The ability to monitor and rapidly react to remote detection of volcanic activity has been greatly improved through use of the Autonomous Sciencecraft Experiment (ASE), an advanced software application installed on a spacecraft in Earth orbit. ASE is a NASA New Millennium Program experiment demonstrating science-driven autonomous command and control of a spacecraft. Flying on the Earth Observing-1 (EO-1) spacecraft, ASE successfully detected thermal emission from the Mt. Erebus lava lake on 7 May 2004, having analyzed a Hyperion hyperspectral data product on board the spacecraft. EO-1 was re-tasked by ASE to obtain a follow-up observation 7 h later and sent a notification of detection of volcanic activity to the ground. The entire process was carried out autonomously. Initial acquisition to receipt on the ground of the positive detection took less than 3 h, a process that without ASE would have taken weeks. The ASE Thermal Classifier has detected several styles of effusive volcanic activity: active lava lakes, pahoehoe flow fields, open channel flows and lava domes.
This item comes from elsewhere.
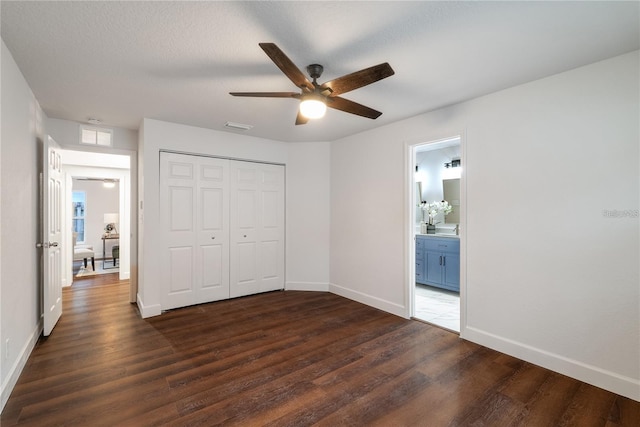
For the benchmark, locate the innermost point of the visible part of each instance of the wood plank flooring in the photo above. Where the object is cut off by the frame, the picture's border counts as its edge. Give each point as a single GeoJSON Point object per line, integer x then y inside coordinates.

ASE successfully demonstrated that science-driven spacecraft operation greatly enhances science return per returned byte through the identification of the most valuable data, allowing prioritization of downlink products and the discarding of null data sets. This technology has applications on missions elsewhere in the solar system. Modified thermal classifiers can be used for detecting and monitoring active volcanism on the jovian satellite Io, the neptunian moon Triton, and searching for active volcanism on Mars and icy satellites. The success of ASE is an incentive for future instrument and mission designers to consider on-board data-processing requirements (especially data storage capacity, number of processors and processor speed, and RAM) in order to take advantage of this flight-proven technology.